Is there any way to realize it? Or is there any other good data 
visualization function for comparing means of various data groups? 
Ideally I would like to have a bit more customised function for doing 
that. For example, 'boxplot(a~b,data=d,mid='mean').
#
Boxplots were invented by John W. Tukey and I think should be
counted among the top "small but smart" achievements from the
20th century.  Very wisely he did *not* use mean and standard deviations.

Even though it's possible to draw boxplots that are not boxplots
(and people only recently explained how to do this with R on this
 mailing list), I'm arguing very strongly against this.

If I see a boxplot - I'd want it to be a boxplot and not have
the silly (please excuse)  10%--------90% whiskers  which
declare 20% of the points as outliers {in the boxplot sense}.

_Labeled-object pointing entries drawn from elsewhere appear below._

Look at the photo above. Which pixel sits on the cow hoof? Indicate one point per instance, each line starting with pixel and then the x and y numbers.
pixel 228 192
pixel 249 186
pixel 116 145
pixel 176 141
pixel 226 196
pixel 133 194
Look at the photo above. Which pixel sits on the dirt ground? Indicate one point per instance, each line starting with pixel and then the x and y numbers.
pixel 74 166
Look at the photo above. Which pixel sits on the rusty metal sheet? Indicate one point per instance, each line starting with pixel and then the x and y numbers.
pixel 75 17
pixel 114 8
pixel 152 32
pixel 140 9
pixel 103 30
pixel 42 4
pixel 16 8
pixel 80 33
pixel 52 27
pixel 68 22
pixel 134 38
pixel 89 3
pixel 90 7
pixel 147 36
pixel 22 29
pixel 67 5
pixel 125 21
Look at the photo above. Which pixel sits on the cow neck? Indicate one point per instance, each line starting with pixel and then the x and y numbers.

If you want the mean +/- sd plot, do *not* misuse boxplots
for them, please! 

Martin Maechler, ETH Zurich
Evgeniy> Hello to all users and wizards.
    Evgeniy> I am regulary using 'boxplot' function or its analogue - 'bwplot' from 
    Evgeniy> the 'lattice' library. 

 [there's the lattice *package*  !]

    Evgeniy> But they are, as far as I understand, totally 
    Evgeniy> flawed in functionality: they miss ability to select what they would 
    Evgeniy> draw 'in the middle' - median, mean. What the box means - standard 
    Evgeniy> error, 90% or something else. What the whiskers mean - 100%, 99% or 
    Evgeniy> something else.
    Evgeniy> Is there any way to realize it? Or is there any other good data 
    Evgeniy> visualization function for comparing means of various data groups? 
    Evgeniy> Ideally I would like to have a bit more customised function for doing 
    Evgeniy> that. For example, 'boxplot(a~b,data=d,mid='mean').


    Evgeniy> -- 
    Evgeniy> Evgeniy, ICQ 38317310.
#
I'm no wizard but looking at ?boxplot I think you should try ?bxp.

HTH,
Jean-Christophe.

2005/12/1, Evgeniy Kachalin <ka4alin at yandex.ru>:
#
Martin Maechler ??????????:
So I analize genetics data. I have some factor (gene variant, c(1,2,3))
and the quantitative variable corresponding to that factor. How do I
visualize this situation? Compare mean of samples corresponding to
factor values?

Should boxplot support 'mean-in-the-middle', it would fit my needs
ideally. How do I plot mean +/- SD plot?

Also there is a way to rewrite boxplot.stats and replace "fivenum" there
for self-made function. Then I would need to write self-made
boxplot.formula (or boxplot.default?) function. And all this stuff would
not be configurable. I'm still novice in R, so I need simple way to
pre-visualize my data and estimate approximate result.
#
I'd like to add two comments to Martin's sensible response.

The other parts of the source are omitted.